Industry, to me, conjures up factory working, lots of noise and smoke and dust and grim faced Lowry people shuffling hither and yon. Down trodden, put upon, to be pitied. Rubbish, of course. True enough in parts but the reality is more nuanced.
Maybe these teasing images remain because my exposure to industrial working is limited to one summer employed as what was colloquially called a ‘Bollockie’ – i.e. working beneath the Big Knobs. This was at the chemical plant where my dad ran the sales team. Dad pretty much loathed his job, even while enjoying the company of the people he worked with. Something about being impotent I think. You see he’d sell the products the plant made – they took refined oil and turned it into things like brake fluid and antifreeze and heaven knows what. He’d accept the order and agree on the timelines with the engineers and then hold his breath. If something went wrong with the manufacture, if the tanker was delayed ruining the product, whatever the reason, it was his task to explain to the pissed off customer and try and keep them sweet. Being nice to Mr Angry of Ford Dagenham was not part of Dad’s skill set. He was more of the ‘You think you’ve got a problem? You should try working here…’ school of sympathetic banter.
So when he told me his boss’s son was going to work as a temporary bollockie on the plant in the summer holidays and did I want a similar job, it was with a lot of trepidation on both his and my parts that we considered the position. His because my well known (in the family) clumsiness could prove, at best, costly and, at worst, deadly; mine because he would be far too close for comfort and I was still of an age where his interference would be mortifying. However his boss had offered (therefore refusal was tricky) and the pay was extraordinary (therefore beyond tempting); so we agreed to give it a spin.
I started badly; we had to take a forklift truck driving test – there were three of us – and only I couldn’t drive. I did my best to decapitate the foreman in charge of the warehouse – a lovely if twitchy man called Alan – and it was decoded I could do the job without driving the forklift which was kind of them but it did mean interminable hours on the canning line as we filled 50 and 100 litre oil drums with syrupy gloop. The tea was made in a gallon tea pot that was so black you could pour in boiling water and receive a strong cup of something brown and tea like without any tea leaves added.

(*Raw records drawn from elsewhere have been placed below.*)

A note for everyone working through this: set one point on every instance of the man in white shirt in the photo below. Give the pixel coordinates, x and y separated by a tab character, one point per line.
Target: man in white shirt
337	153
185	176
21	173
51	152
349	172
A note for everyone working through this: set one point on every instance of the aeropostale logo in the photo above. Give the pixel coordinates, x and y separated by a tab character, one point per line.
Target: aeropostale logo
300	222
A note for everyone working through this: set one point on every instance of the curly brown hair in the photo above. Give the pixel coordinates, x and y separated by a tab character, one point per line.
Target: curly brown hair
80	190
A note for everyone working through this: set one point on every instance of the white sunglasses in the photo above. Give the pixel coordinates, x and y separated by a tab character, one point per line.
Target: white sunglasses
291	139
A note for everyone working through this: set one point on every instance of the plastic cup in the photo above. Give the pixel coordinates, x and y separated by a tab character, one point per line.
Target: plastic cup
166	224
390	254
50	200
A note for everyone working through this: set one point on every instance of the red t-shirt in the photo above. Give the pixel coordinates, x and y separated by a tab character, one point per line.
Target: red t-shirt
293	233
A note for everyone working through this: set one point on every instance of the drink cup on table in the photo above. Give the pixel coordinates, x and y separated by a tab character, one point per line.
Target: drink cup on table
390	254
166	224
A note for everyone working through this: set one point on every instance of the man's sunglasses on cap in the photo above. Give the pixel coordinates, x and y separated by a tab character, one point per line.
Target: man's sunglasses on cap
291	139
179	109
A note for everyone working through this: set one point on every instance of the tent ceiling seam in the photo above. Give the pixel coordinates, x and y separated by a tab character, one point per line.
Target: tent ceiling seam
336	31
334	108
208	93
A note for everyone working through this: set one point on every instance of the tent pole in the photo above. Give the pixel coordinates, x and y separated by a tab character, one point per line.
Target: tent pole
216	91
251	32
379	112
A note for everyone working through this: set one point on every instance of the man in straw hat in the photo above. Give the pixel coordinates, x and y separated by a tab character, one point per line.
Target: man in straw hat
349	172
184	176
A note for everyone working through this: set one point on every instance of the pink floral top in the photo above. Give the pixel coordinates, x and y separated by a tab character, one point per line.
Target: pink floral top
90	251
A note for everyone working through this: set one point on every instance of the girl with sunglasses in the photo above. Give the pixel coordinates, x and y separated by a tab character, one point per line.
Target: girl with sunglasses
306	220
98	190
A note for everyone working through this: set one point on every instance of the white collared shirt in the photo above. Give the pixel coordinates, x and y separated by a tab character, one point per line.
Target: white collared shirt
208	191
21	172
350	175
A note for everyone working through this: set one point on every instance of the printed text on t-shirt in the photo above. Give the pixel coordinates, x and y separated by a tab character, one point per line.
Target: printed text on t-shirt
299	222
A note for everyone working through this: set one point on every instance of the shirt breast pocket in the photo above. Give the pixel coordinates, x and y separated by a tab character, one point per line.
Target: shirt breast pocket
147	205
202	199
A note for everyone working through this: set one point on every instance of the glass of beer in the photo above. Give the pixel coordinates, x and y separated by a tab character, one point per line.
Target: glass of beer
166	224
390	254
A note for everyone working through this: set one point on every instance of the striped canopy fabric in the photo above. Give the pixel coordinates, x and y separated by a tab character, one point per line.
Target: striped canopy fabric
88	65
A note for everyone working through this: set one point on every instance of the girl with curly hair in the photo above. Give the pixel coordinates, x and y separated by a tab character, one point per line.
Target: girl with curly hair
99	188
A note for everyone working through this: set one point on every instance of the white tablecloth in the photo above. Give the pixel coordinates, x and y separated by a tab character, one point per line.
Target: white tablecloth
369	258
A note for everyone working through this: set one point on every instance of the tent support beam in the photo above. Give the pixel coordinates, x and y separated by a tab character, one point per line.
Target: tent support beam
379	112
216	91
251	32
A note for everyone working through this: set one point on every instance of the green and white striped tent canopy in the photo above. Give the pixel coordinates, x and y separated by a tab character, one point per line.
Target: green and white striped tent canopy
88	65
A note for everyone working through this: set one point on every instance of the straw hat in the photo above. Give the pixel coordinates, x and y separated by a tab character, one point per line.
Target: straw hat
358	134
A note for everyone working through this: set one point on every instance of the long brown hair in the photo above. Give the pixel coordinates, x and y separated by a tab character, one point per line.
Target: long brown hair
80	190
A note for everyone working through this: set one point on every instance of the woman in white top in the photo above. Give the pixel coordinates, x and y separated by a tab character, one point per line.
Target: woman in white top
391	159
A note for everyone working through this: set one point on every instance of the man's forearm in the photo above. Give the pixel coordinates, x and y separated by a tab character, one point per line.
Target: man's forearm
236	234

Because of my connections to management I was treated ok for six of the ten weeks. Then they made a batch of illicit washing up liquid that was super concentrated and gave me a gallon can to take home to mum. When dad found out he was livid but rather than lay into me he just gritted his teeth and said, “You’ll learn.”
I didn’t understand what he meant until my next shift. Now the ‘lads’ knew they had a hold on me, or rather on dad and their attitude changed noticeably. Petty things like removing the fillings from my break time sandwiches, letting down the tyres on my moped and giving me impossible jobs. It was good to finish. We haven’t kept in touch.
So Mary. Will the new year bring her relief? Well maybe the new neighbours are going to offer Mary an outlet?
Supporting local industry
‘Mrs North. Jasmine and Penny have been plotting I understand.’
Mary looked at her next door neighbour, a petite, strong jawed woman with deep unreadable eyes. ‘Please it’s Mary.’
‘Jasmine said you needed help in your café and I mentioned…’
‘I’d love it, if you can spare the time. Pay’s not great…’
‘Don’t you need references? I’ve not done this before and…’
Hansa took Mary’s hand. ‘Honestly a familiar face would be so welcome while we get up to speed. But are you sure?’
Mary smiled. ‘I always make a point of supporting local industry. I’d love to.’